Fundación Huésped, a nonprofit advocacy organization, estimates that in the two years after the Gender Identity Law was approved, physical abuse and sexual violence by the police to transgender communities decreased by 10%. In addition, while more than half of the transgender community in Argentina avoided going to health centers before the law was passed, this number decreased to only 5.3% by 2014, the foundation claims.

"Thanks to the Gender Identity Law, we are now able to report cases of violence against us, we are able to defend ourselves, even though others might find it hard to believe that those are rights of the transgender communities that they will now have to respect," Mercado told Refinery29.
Photographed by Lucia He.
Hundreds gathered in Buenos Aires, Argentina, on June 28 to protest the increasing rates of transgender homicides in Argentina.
Still, she acknowledges that the fight is far from over.
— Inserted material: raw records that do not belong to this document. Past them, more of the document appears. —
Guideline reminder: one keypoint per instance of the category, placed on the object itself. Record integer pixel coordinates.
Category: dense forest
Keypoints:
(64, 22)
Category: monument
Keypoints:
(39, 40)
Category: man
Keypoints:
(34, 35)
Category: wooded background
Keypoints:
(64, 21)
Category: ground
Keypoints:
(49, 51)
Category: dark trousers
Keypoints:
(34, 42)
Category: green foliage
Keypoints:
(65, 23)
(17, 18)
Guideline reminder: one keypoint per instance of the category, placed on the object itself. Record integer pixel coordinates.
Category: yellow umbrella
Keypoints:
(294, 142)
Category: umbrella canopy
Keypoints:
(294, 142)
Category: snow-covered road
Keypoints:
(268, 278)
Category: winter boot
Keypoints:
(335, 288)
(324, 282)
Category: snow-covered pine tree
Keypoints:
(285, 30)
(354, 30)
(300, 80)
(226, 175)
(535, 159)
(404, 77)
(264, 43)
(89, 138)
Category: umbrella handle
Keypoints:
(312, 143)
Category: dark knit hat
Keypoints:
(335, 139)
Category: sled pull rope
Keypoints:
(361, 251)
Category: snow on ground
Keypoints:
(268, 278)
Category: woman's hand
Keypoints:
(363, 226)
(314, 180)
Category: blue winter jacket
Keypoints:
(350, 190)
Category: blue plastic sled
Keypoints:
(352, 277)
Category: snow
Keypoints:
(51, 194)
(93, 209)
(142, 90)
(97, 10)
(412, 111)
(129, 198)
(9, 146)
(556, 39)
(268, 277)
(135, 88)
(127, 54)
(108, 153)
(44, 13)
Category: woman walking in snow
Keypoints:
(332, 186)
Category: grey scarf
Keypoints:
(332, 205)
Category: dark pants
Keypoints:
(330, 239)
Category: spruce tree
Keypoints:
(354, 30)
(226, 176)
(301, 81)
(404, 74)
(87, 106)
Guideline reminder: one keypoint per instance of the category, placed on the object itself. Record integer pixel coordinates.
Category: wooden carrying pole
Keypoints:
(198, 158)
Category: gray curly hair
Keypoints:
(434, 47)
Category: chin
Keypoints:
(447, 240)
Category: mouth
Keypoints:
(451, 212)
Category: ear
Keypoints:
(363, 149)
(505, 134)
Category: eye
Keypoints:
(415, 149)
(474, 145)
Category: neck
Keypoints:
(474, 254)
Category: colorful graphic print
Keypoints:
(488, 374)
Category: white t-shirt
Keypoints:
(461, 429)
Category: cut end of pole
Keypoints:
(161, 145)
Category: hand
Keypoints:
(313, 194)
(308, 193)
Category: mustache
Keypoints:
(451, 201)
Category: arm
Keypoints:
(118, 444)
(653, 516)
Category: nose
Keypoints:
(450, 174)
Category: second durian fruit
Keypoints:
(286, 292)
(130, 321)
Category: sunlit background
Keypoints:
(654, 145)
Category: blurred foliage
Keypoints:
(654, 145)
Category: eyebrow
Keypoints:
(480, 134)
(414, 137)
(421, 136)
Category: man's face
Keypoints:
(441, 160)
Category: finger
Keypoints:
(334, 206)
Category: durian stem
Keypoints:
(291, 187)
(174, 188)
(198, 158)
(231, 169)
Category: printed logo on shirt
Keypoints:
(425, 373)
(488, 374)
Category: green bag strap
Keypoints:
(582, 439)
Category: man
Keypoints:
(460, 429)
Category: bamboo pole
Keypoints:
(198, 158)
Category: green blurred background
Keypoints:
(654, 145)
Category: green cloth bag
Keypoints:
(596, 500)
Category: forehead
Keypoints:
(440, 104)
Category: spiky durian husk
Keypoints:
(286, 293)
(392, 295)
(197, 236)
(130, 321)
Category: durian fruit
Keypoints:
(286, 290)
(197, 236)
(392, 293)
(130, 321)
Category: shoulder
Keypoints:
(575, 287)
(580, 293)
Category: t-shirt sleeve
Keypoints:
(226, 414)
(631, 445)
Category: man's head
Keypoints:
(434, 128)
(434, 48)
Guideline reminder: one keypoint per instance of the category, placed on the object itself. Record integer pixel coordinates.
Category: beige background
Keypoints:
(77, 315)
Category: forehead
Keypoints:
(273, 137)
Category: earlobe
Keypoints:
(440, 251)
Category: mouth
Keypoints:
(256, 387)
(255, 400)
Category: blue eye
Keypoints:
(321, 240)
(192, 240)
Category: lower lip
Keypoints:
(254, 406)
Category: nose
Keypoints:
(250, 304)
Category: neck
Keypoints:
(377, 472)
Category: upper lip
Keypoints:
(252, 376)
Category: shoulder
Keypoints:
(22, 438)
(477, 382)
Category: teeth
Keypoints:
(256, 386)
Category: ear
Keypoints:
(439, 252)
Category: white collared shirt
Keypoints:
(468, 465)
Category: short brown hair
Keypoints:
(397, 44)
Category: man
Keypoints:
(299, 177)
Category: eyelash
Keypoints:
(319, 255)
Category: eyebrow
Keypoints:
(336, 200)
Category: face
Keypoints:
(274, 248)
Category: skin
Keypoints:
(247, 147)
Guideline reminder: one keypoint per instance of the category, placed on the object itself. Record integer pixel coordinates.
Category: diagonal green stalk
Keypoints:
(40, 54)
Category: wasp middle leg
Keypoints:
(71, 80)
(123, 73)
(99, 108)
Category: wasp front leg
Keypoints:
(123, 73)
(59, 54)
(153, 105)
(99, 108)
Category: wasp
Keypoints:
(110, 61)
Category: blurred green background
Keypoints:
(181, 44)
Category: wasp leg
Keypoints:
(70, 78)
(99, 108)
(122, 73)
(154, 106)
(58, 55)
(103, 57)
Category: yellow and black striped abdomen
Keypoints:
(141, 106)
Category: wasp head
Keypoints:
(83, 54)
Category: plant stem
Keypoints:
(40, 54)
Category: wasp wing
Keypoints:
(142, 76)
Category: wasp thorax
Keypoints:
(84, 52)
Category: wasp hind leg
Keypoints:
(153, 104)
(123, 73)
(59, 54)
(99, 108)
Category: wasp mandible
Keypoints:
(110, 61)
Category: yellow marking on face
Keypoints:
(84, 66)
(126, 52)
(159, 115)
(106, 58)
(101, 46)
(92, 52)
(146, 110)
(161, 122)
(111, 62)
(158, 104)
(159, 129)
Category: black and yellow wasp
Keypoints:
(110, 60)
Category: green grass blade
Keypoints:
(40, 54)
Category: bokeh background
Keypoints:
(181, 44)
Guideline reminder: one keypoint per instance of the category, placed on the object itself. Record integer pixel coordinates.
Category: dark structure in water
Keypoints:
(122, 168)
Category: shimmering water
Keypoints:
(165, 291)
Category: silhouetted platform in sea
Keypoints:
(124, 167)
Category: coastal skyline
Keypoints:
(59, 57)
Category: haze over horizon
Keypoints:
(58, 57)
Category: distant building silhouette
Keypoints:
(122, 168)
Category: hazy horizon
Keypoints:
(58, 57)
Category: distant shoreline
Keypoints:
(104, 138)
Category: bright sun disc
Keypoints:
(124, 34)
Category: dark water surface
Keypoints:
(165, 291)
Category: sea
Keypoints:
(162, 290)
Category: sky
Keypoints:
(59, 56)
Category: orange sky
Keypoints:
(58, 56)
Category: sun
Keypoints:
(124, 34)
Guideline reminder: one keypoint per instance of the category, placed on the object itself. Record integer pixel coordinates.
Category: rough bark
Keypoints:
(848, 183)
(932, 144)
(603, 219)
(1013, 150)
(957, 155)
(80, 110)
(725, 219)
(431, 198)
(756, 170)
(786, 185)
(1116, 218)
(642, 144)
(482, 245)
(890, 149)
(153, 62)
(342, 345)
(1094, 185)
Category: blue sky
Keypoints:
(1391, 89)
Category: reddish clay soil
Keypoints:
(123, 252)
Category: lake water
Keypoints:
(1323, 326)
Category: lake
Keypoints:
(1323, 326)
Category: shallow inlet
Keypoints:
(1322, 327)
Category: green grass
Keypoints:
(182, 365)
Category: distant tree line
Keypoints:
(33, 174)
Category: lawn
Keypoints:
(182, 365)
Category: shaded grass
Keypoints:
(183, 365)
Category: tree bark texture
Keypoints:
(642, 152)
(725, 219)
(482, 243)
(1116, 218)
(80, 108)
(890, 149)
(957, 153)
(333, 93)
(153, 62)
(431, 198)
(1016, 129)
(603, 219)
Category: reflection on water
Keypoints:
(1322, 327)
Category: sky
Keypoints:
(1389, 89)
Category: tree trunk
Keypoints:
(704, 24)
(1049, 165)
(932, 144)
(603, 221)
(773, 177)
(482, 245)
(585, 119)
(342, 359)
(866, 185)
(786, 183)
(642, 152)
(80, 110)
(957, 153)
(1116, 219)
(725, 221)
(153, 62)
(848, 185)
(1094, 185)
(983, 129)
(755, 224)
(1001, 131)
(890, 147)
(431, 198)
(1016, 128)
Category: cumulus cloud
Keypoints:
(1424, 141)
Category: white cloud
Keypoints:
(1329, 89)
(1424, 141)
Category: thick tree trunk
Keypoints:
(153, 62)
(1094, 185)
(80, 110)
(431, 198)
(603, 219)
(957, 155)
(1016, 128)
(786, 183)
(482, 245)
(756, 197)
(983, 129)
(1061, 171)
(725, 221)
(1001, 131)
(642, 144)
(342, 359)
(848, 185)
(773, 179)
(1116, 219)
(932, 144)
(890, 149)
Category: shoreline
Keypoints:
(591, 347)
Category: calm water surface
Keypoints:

"In spite of the law, it’s still very hard for many transgender women to leave prostitution. They’ve grown up with so much violence that many of them find it hard to believe that there is a world for them beyond that," Mercado said.

But even with all of the challenges that transgender communities face in Latin America, Romina Pereyra, a lesbian activist who supports the transgender rights movement, believes that strength can arise from the fear that trans communities face daily.

"One of our leaders used to say that revolution arises from all the love that was denied to us, and all the love that surrounded us," Pereyra told Refinery29. "Many of us were denied love, were treated with hate, but that hate brought us together to support each other and build our community. That hate helped us find sisters and brothers facing the same struggles, and that’s the most extraordinary thing of being a gender activist."